Мартин раздумывает. Безусловно, некая доля правды тут есть.
– А как насчет самого Снауча? Вы его проверили?
– Да, несколько загадочный человек. Много времени провел за границей, но ничего такого.
– Выяснили, откуда у него на руках отметины? Выглядят как тюремные татуировки.
– Нет, тут у нас ничего. Снауч не сидел в тюрьме, однозначно.
– Так что никакого изнасилования и сексуальных домогательств?
– Нет, мы бы такое не пропустили.
Снова повисает тишина, оба уходят в себя, а за окном все так же стелется равнина.
«Снауч с самого начала знал, что Свифт – это Флинт, но мне предпочел не рассказывать, – размышляет Мартин. – Спрашивается, почему? Ведь старик хотел принизить Свифта в глазах Мэнди. Не раздумывая, повторил обвинения в педофилии, так почему бы не открыть правду о Флинте? Потому что Гофинг поймет, откуда у меня информация, и придет за ним? Или дело в том, как восприняла бы это Мэнди? Узнай она, что Снауч сдал Свифта еще до смерти последнего, могла счесть старика ответственным за кровавую бойню, и на любых надеждах на примирение пришлось бы поставить крест. Так?

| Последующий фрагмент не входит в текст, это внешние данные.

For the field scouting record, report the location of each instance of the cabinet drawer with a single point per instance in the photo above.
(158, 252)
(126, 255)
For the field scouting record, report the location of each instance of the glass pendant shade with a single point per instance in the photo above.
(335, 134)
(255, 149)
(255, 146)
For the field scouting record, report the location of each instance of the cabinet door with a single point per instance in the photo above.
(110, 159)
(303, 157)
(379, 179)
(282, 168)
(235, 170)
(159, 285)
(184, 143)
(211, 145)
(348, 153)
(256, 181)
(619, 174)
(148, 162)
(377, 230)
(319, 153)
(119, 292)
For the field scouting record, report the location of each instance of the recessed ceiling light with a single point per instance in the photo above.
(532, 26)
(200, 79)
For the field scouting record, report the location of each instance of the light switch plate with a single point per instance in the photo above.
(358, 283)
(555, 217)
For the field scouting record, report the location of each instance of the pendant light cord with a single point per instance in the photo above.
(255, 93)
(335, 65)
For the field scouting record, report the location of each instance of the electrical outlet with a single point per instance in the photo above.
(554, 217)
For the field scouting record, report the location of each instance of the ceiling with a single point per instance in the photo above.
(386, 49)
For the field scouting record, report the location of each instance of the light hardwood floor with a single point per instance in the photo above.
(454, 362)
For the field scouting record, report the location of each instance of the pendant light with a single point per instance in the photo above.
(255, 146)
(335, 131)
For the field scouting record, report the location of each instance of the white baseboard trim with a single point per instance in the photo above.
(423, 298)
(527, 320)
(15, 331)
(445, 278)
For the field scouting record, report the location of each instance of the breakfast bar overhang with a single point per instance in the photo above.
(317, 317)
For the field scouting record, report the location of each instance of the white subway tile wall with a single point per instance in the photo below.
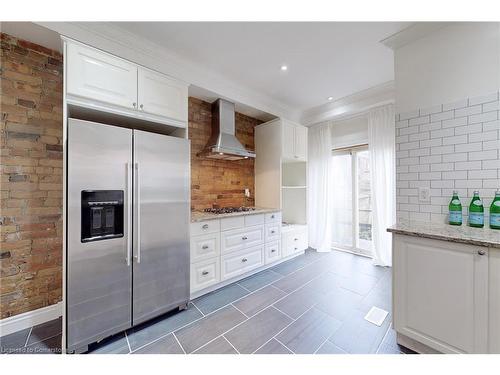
(454, 146)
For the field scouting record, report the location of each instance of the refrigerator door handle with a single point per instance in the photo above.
(138, 213)
(128, 192)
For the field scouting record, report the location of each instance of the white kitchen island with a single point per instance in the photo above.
(446, 287)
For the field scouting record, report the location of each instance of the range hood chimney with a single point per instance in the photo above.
(223, 143)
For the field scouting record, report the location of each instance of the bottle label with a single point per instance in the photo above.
(495, 220)
(455, 217)
(476, 218)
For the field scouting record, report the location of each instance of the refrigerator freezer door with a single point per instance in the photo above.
(161, 224)
(99, 284)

Что у Снауча на уме?»
– Послушай, Джек, перед самой смертью Байрон Свифт сказал Робби Хаус-Джонсу, что Харли Снауч все знает. Может, Свифту как-то стало известно, что Снауч про него пронюхал?
– Вот это меня и беспокоит. А руководство АСБР – еще больше. Ничего конкретного, только неотступное подозрение, что произошла утечка. Как-то же Свифт выяснил, что Снауч его опознал. Мы относимся к таким подозрениям очень серьезно.
– Это могло подтолкнуть его к убийствам.
– Верно. Слушай, Мартин, тебе пока нельзя об этом писать. Подожди. Когда время придет, если оно придет вообще, информация вся твоя. Эксклюзив. Даю слово.
Мартин лишь улыбается: слово отъявленного лжеца.
– Спасибо, Джек… кстати, у меня кое-что для тебя есть.
– Что?
Мартин рассказывает агенту АСБР о таинственном номере телефона, полученном от владелицы «Черного пса», и своих подозрениях, что его оставил Херб Уокер, притворившись его редактором. Возможно, с этого номера Свифт и позвонил из Сент-Джеймса за несколько минут до стрельбы.
– Записка у тебя при себе?
– В пиджаке. Подержи руль.
Гофинг берется за руль правой рукой. Нога Мартина по-прежнему на педали газа, машина продолжает нестись вперед. Повернувшись к заднему сиденью, Мартин вынимает из пиджака листок с номером от Фелисити Кирби и, вручив его Гофингу, возвращается к управлению машиной. Вдали уже вырисовываются верхушки риверсендских зернохранилищ, парящие в мареве над равниной.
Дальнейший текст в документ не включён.